Notwithstanding how crude this heuristic is, it should at least serve as a reminder that it is crucial to minimize biases from partial information, and instead focus on first principles (i.e. which kind of distribution we are likely dealing with and what the baseline is). Having done this, you can proceed to fine-tuning your predictions and weighting the different factors you consider will have an impact on the result; but this should come second, not first. Then, make sure that your prediction is inherently probabilistic and doesn’t contain any unnecessary absolute statement.

Let us make a small list of principles to abide by:

1. No event that doesn’t break the rules of logic a priori has probability 0% – although it could be as low as $10^{-100}$
2. Incompatible events reduce each other’s likelyhood.
3. If the process is akin to a dice roll within a given range, assume a normal distribution. Pick the center as median.
4. If the process is likely to exhibit a network effect (or cumulative effect), consider the possibility of exponential growth or decay ($e^{\lambda t}, \lambda \in \mathbb{R}$). Pick an extreme and weight it against comparable data.
5. Predictions should be phrased in such a way that they reflect the nature of the probability distribution we believe fits the data the best. Sentences such as “within the range [a,b]” should be favored over picking exact points in general.
6. Prediction is a human endevour – it is not purely mathematical, or even physical.
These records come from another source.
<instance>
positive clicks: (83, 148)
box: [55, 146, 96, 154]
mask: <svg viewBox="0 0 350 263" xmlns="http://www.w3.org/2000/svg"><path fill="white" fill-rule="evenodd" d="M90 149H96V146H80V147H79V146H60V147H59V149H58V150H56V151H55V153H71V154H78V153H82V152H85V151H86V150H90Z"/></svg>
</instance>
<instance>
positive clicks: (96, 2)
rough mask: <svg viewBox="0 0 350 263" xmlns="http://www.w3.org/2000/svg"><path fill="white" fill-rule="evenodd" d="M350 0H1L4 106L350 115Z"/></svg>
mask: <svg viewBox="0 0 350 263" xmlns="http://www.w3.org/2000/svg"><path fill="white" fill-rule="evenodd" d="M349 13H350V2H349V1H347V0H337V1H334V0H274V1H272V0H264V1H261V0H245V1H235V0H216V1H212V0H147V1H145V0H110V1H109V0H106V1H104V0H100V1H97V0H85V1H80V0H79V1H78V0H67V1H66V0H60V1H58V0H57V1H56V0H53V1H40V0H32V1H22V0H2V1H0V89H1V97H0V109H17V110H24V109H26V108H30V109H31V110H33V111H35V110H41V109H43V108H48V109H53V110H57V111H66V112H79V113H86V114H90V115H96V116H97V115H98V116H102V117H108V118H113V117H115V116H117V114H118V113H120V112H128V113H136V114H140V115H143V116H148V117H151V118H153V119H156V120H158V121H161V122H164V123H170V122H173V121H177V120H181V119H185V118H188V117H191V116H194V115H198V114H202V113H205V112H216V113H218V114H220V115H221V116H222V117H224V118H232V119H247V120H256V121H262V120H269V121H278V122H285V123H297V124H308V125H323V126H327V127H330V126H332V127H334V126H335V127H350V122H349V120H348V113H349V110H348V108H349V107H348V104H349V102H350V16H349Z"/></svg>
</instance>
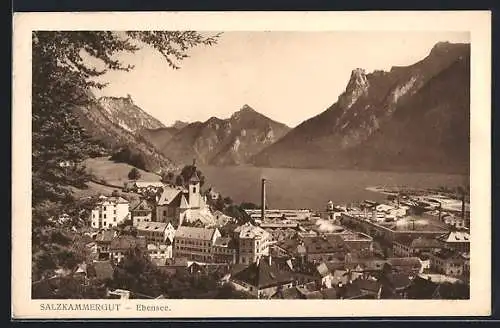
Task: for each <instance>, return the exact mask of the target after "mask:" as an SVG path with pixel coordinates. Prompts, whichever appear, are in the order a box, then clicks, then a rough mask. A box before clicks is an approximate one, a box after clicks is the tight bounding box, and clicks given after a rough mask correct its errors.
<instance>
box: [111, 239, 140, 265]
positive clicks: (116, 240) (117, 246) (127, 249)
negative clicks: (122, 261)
mask: <svg viewBox="0 0 500 328" xmlns="http://www.w3.org/2000/svg"><path fill="white" fill-rule="evenodd" d="M136 248H142V249H144V248H146V240H145V239H144V238H135V237H132V236H129V235H125V236H118V237H116V238H114V239H113V240H112V241H111V245H110V246H109V257H110V260H112V261H114V262H115V263H120V262H121V261H123V259H124V258H125V257H126V256H127V255H129V254H130V253H131V252H133V251H134V249H136Z"/></svg>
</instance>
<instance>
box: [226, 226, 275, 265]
mask: <svg viewBox="0 0 500 328" xmlns="http://www.w3.org/2000/svg"><path fill="white" fill-rule="evenodd" d="M234 239H235V240H236V241H237V245H238V263H240V264H251V263H254V262H256V261H257V259H258V258H260V257H262V256H268V255H269V246H270V244H271V240H272V237H271V234H270V233H269V232H267V231H265V230H264V229H262V228H260V227H257V226H254V225H252V224H250V223H246V224H244V225H242V226H239V227H238V228H236V229H235V230H234Z"/></svg>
Be aware of the stance you take and compare the risk times the cost of being wrong to the likelyhood times the payoff of being right.
7. There are different kinds of predictions: truth-focused, impact-focused and blackswan-focused – the first aims at correctly assessing an event’s likelyhood, the second tries to either change the course of an event while the third takes a bet on an unlikely event where the payout of being right is larger than the cumulative cost of being wrong multiple times (think of economists predicting crashes: huge payout for calling a crisis, little to no costs for being wrong).
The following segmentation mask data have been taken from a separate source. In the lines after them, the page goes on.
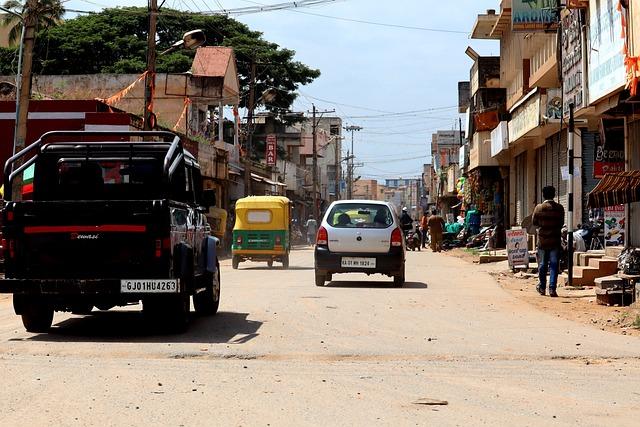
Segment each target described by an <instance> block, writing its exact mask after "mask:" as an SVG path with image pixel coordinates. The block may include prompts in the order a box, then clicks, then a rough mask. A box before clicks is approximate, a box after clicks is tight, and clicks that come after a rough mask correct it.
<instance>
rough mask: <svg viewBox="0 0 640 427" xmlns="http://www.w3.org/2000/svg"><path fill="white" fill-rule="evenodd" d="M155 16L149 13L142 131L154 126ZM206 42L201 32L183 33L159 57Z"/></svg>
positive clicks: (193, 46)
mask: <svg viewBox="0 0 640 427" xmlns="http://www.w3.org/2000/svg"><path fill="white" fill-rule="evenodd" d="M156 15H157V8H156V10H155V12H154V11H151V18H152V19H151V20H150V25H149V40H148V47H147V49H148V52H147V78H146V81H145V90H144V130H152V129H153V127H154V126H155V120H153V122H154V123H152V122H151V121H152V117H154V115H153V92H154V91H155V87H156V52H155V49H156V40H155V37H156V21H155V19H156ZM206 41H207V38H206V36H205V34H204V31H202V30H192V31H188V32H186V33H184V35H183V36H182V40H179V41H177V42H175V43H174V44H173V45H171V47H170V48H169V49H167V50H165V51H164V52H161V53H160V55H164V54H166V53H169V52H173V51H174V50H178V49H188V50H193V49H195V48H197V47H199V46H202V45H203V44H204V43H205V42H206Z"/></svg>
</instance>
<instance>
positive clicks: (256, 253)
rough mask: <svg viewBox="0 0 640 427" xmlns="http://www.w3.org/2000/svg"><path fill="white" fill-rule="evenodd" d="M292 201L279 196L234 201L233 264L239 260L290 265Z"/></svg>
mask: <svg viewBox="0 0 640 427" xmlns="http://www.w3.org/2000/svg"><path fill="white" fill-rule="evenodd" d="M290 227H291V201H290V200H289V199H287V198H286V197H279V196H257V197H256V196H254V197H246V198H244V199H240V200H238V201H237V202H236V223H235V225H234V227H233V247H232V254H233V257H232V266H233V268H234V269H237V268H238V266H239V264H240V263H241V262H242V261H246V260H250V261H266V263H267V265H268V266H269V268H271V267H273V262H274V261H277V262H281V263H282V266H283V267H284V268H285V269H286V268H289V252H290V250H291V230H290Z"/></svg>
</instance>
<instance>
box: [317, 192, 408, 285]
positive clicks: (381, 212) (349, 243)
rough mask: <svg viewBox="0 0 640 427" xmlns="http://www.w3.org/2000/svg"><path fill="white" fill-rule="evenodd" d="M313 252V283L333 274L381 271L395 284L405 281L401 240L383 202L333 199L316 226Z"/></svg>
mask: <svg viewBox="0 0 640 427" xmlns="http://www.w3.org/2000/svg"><path fill="white" fill-rule="evenodd" d="M314 255H315V276H316V286H324V283H325V282H326V281H331V278H332V274H333V273H366V274H376V273H379V274H385V275H387V276H390V277H393V283H394V285H395V286H398V287H400V286H402V285H403V284H404V281H405V242H404V238H403V234H402V230H401V228H400V221H399V219H398V216H397V215H396V213H395V210H394V209H393V206H392V205H391V204H389V203H387V202H381V201H375V200H340V201H337V202H333V203H332V204H331V206H329V209H327V212H326V214H325V216H324V218H323V219H322V223H321V224H320V228H318V234H317V237H316V248H315V254H314Z"/></svg>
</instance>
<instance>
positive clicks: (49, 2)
mask: <svg viewBox="0 0 640 427" xmlns="http://www.w3.org/2000/svg"><path fill="white" fill-rule="evenodd" d="M28 3H29V2H28V1H25V2H24V4H22V2H20V1H18V0H8V1H6V2H5V3H4V8H5V9H10V10H13V11H15V12H16V13H18V14H20V15H22V16H26V14H27V13H28V12H31V13H34V14H35V15H36V17H37V18H36V22H37V27H36V30H41V29H46V28H50V27H54V26H56V25H58V24H59V23H60V22H62V17H63V16H64V14H65V9H64V7H63V6H62V3H63V1H62V0H37V1H36V2H35V3H36V9H35V10H34V11H28V9H27V4H28ZM0 25H1V26H3V27H10V30H9V44H10V45H15V44H16V43H17V42H19V41H20V35H21V32H22V22H21V21H20V20H19V19H18V17H17V16H14V15H12V14H10V13H5V14H4V15H2V16H1V17H0Z"/></svg>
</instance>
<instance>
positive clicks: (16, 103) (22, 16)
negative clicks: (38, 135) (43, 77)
mask: <svg viewBox="0 0 640 427" xmlns="http://www.w3.org/2000/svg"><path fill="white" fill-rule="evenodd" d="M0 10H1V11H3V12H5V13H8V14H10V15H13V16H15V17H16V18H18V19H19V20H20V22H22V33H21V35H20V47H19V48H18V72H17V73H16V120H15V124H14V130H13V154H16V147H17V146H18V122H19V120H18V118H19V117H20V91H21V89H22V84H21V81H22V46H24V31H25V27H26V26H25V25H24V17H23V16H22V15H20V14H19V13H17V12H14V11H13V10H11V9H7V8H4V7H0Z"/></svg>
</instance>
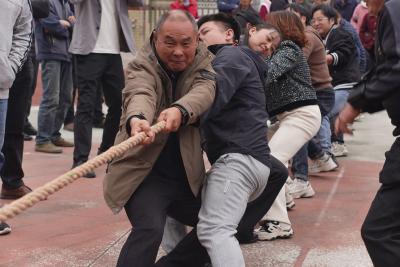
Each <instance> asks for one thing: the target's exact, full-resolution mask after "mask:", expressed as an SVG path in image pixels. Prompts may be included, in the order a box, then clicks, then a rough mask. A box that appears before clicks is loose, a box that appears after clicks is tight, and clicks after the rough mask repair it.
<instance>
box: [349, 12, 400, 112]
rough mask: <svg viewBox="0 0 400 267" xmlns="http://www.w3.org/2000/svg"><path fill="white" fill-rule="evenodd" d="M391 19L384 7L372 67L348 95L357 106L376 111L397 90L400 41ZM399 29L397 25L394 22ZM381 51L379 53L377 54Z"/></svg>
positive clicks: (381, 15)
mask: <svg viewBox="0 0 400 267" xmlns="http://www.w3.org/2000/svg"><path fill="white" fill-rule="evenodd" d="M393 25H394V24H393V21H392V18H391V16H390V14H389V12H387V9H386V7H385V8H384V9H383V11H382V13H381V15H380V19H379V23H378V35H377V38H378V45H379V47H378V52H377V55H376V56H377V58H378V59H379V58H380V57H381V62H377V65H376V67H375V69H374V70H373V71H372V72H371V73H370V74H369V75H368V76H367V77H366V78H365V79H364V80H363V81H361V82H360V83H359V84H358V85H357V86H356V87H355V89H354V90H353V92H352V93H351V95H350V97H349V102H350V103H351V104H352V105H353V106H354V107H356V108H359V109H362V110H363V111H367V112H375V111H378V110H380V109H381V108H382V106H381V105H380V102H381V101H383V100H384V99H386V98H388V97H389V96H390V95H391V94H392V93H394V92H395V91H398V90H400V47H399V43H400V40H396V35H395V32H396V28H394V27H393ZM395 27H397V32H400V29H399V27H400V25H395ZM380 53H382V54H380Z"/></svg>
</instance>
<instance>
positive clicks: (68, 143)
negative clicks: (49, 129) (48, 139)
mask: <svg viewBox="0 0 400 267" xmlns="http://www.w3.org/2000/svg"><path fill="white" fill-rule="evenodd" d="M53 144H54V145H55V146H60V147H73V146H74V143H72V142H70V141H67V140H65V139H64V138H62V137H61V136H60V137H59V138H57V139H56V140H54V141H53Z"/></svg>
8. To assess someone’s prediction, try to categorize it in one of the three categories given in point 7
9. If truth is your goal, avoid absolute statements. Only apodictical propositions can be safely stated in an absolute way.
10. Whenever there are two competing predictions, favor the simplest (incompetence over maliciousness, normal cases over extremes ones, first principles over anecdotes, natural over surnatural) – which is essentially Occam’s razor.
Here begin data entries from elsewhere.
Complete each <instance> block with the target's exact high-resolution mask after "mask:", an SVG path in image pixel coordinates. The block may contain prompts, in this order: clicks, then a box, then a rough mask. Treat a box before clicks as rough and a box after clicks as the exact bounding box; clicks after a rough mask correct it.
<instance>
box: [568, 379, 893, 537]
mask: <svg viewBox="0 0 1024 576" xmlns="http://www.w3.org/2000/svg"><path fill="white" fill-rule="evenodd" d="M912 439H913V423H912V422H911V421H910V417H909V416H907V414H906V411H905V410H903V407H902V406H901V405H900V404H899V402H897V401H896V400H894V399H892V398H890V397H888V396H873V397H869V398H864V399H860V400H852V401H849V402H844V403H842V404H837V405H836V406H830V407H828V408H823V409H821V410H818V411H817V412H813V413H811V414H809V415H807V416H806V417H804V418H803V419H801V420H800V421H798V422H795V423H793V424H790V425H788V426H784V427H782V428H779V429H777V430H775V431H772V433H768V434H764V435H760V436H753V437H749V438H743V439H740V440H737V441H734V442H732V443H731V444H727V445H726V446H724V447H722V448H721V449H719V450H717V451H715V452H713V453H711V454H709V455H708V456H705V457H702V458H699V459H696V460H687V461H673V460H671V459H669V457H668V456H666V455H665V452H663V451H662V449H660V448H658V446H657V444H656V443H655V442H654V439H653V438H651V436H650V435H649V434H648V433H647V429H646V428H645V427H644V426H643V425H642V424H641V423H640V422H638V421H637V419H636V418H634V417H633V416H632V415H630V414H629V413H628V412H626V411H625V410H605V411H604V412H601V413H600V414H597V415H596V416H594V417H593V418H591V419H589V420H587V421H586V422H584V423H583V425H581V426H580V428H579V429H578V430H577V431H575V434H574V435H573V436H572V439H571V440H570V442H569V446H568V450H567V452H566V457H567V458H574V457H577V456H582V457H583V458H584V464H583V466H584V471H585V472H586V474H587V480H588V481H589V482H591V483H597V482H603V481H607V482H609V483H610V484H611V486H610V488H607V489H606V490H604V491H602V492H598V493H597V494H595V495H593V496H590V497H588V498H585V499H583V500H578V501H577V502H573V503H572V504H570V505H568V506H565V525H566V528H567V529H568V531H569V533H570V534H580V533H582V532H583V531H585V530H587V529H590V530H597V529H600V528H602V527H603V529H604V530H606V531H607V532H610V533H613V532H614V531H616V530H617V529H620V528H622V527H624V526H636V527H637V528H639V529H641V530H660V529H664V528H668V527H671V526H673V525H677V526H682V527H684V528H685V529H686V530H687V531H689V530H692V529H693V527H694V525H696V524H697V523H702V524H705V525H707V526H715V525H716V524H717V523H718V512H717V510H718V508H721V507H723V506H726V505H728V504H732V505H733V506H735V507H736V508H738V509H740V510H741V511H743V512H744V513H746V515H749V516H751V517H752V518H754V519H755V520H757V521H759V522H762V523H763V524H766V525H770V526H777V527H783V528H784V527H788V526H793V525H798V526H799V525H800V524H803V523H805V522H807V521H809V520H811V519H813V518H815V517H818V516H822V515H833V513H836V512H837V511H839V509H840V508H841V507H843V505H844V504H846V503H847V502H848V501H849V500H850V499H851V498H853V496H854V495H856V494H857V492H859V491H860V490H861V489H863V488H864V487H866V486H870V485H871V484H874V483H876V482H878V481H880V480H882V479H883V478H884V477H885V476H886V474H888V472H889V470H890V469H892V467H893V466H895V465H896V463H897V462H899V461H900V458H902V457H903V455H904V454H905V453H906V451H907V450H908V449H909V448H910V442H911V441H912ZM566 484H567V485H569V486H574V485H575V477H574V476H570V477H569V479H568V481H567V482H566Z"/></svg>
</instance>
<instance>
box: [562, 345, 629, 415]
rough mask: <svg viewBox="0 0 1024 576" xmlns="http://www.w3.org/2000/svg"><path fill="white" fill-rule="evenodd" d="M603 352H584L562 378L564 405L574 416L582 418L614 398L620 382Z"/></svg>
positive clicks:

11. Predictions should be written down and verified a posteriori and serve as a windows into one’s cognitive biases – this might be an excellent way to improve one’s rationality.

This list may come in handy as predictions become more prevalent, in the… future. Oh, did I just make an impact and blackswan focused prediction about predictions? This might have gotten unnecessarily meta here.

Anyway, I am excited to soon be able to participate and improve my rationality thanks to Ethereum and blockchain-based predictions markets like Augur and GroupGnosis!